“—you stop talking,” I said, blindly reaching back to pull the door shut, “and kiss me?”

He was still chuckling as he complied, and then I was laughing, too, because of the bubbling nerves, because his happiness was infectious, and because that dumb first rule didn’t matter at all. Liam was the only thought inside my head. He was the hundreds of wild feelings exploding inside my chest. He deepened the kiss and coaxed my lips open to his; I mimicked the stroke of his tongue and was rewarded with a small growl of approval.

Normal. Happy. Crazy. For him.

It was a half hour later, after hearing him call for me repeatedly from down the hall, that Cole finally strolled into the kitchen and started banging around in the large, beat-up refrigerator. It gave me a second to disentangle myself from Liam and pull myself back together before going out to meet him.

“The animal needs to be fed,” Cole said, filling a paper cup with water. “Or did you forget about him?”

And just like that, the weightless, wonderful happiness evaporated under my feet and I crashed back down into reality.

“I never forget about Clancy.” My words were sharpened by irritation. “Was I not supposed to trust you to take care of it?”

“No, you weren’t,” Liam called from the pantry.

Cole grinned. “He’s going to have a bitch of a headache after the drugs we loaded him with.

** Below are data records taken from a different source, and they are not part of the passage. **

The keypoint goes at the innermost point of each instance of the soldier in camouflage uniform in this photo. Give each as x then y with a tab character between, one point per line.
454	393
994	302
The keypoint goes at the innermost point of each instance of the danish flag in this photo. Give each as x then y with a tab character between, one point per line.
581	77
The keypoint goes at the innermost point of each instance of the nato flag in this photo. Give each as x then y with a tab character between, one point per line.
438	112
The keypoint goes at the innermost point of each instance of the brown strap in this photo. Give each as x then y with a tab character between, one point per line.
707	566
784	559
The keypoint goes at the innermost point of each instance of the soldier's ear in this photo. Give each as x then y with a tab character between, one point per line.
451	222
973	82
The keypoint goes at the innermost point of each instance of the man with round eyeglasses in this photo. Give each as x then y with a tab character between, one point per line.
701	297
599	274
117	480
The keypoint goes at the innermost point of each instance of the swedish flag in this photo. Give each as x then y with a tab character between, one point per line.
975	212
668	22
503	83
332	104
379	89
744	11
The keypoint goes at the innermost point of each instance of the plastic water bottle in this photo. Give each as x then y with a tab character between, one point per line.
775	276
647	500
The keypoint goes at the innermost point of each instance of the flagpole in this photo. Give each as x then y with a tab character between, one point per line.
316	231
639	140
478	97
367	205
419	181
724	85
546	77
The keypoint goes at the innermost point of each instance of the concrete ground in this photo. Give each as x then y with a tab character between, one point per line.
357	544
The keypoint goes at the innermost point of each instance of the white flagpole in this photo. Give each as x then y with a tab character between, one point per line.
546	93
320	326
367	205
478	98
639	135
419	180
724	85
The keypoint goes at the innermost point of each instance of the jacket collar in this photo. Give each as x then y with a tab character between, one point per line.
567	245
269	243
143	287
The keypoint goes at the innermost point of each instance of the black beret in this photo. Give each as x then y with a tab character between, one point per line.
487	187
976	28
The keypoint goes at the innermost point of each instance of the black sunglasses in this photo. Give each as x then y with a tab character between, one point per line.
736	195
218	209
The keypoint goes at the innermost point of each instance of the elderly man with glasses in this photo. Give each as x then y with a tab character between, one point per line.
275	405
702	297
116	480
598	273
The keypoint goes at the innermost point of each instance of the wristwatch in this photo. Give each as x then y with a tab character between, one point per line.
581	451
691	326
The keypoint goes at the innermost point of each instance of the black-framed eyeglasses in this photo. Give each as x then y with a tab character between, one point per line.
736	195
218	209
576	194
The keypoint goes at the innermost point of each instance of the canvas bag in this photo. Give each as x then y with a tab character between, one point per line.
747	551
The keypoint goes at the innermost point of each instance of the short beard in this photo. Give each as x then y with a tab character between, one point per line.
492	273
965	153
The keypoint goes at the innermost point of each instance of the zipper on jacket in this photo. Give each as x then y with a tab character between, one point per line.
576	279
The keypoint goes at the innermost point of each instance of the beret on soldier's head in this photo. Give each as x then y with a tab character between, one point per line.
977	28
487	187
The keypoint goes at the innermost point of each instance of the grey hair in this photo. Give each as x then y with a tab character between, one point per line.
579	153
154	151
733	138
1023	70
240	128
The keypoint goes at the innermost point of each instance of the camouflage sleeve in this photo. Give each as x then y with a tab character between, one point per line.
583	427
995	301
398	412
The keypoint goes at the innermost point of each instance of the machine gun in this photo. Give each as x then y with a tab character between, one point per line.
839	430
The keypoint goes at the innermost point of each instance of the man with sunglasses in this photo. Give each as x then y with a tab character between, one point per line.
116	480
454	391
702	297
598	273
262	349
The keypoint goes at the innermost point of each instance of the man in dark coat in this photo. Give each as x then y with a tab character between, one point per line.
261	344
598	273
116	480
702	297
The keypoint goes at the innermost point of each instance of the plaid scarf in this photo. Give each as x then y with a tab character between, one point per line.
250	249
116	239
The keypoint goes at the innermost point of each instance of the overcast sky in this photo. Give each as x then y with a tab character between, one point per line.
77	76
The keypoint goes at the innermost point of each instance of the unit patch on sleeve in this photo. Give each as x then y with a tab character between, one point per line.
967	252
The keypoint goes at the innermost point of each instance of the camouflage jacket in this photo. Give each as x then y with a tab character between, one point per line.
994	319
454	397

The kid was only starting to come around when I secured him in his little cage. Looked like he was mad enough to shit a brick.”

“All right. Let’s get it over with.”

Rather than taking us back upstairs, Cole led the way down the hallway of the lower level, passing several bunk rooms before reaching a door marked FILE STORAGE. He pulled out a small key ring and passed it to me. The lock gave me some resistance as I slid the key in. I took a quick glance around to make sure no one was watching, and rattled the handle to make sure it would stay locked. We slipped inside. Cole reached up to tug on the string for the lone light bulb overhead.

There were those simple, utilitarian metal shelves, stuffed with random boxes and piles of paper—archived Ops files, supposedly, if you believed the lie that had been etched onto the door. It was convincing enough at first glance. My eyes roamed the library of folders and binders, all neatly lined up on the shelves, as Cole moved to the two shelves that were flush against the back wall.

“This one,” he said. “With the red storage box. Give it a tug.”

I reached over the top of the letter-size box. The dust on the lid had been recently disturbed by hands reaching to get to the hidden latch on the shelf’s back support bar. My fingers curled around it and yanked up. There was a loud, satisfying click as the entire bookshelf swung out toward me. The automatic lights in the hallway beyond it clicked on, flooding the small storage room with blinding, ultra-white light.

It was a short walk down the bare hall to yet another locked door. Here, I had to insert the key and punch in an access code—4-0-0-4-0-0-4—before the door sprang open with a hiss.

“I’ll be here,” he said quietly. “Signal if you need me.”

Another part of the deal—he wanted someone to watch my back from behind the door when I came to bring the little pest food. My choices were him, Cate, or Vida, but I’d added Chubs to the list since he had always been resistant to Clancy’s influence.

I stepped inside the second hall, letting Cole shut and lock the door behind me.

There were two holding cells in the hall, both of them about ten feet wide and four feet deep. Each had been outfitted with a cot, a plastic toilet, and a bucket of water for washing and brushing teeth. As cells went, these were certainly an upgrade from the damp, musty spaces that had been carved out for the interrogation block at HQ. Better lit, too—almost blinding with all the ultra-bright-white walls and the exposed fluorescent light bulbs overhead. Hardly up to Clancy Gray’s usual standard of living, though he seemed comfortable enough sprawled out on the cot, his arm thrown over his eyes. Cole must have hosed him down before bringing him inside, changed him into clean sweats. It was more than he deserved.

He didn’t stir as I moved toward the door. The metal flap built into it had another lock; I assumed my key would work on it, and was right. It squealed as it opened, but still, no response from our prisoner. I dropped the bag of food inside, set the glass of water on the small ledge on the other side, and took extra care in relocking it. Clancy waited until I had already turned to go to speak.

“Move-in going badly?” His voice was unsettlingly curious as he turned around to face me. “Your thoughts are so loud I can hear them through the glass.”

It was irrational, but for a moment I was worried he meant that literally. But I could feel him when he was trying to poke around inside of my head. There was always a tingling rush that raced down the back of my skull and neck.

Clancy dragged his food over to his cot with his foot. He made a face as he pulled his sandwich apart. “What, there’s no steak anywhere west of Texas? What is this meat?”

I started to roll my eyes, only to realize he was actually serious. “It’s bologna.”

He sniffed at it, his lip curled in disgust, then rewrapped it in the plastic it’d come in. “I think I’d rather starve.”

“Be my guest.”

“In any case,” Clancy said, ignoring this, “I’m disappointed by your lack of smugness. I would have thought you’d be in here first thing, gloating about being reunited with your little flash drive again. What’s got your mood so sour?”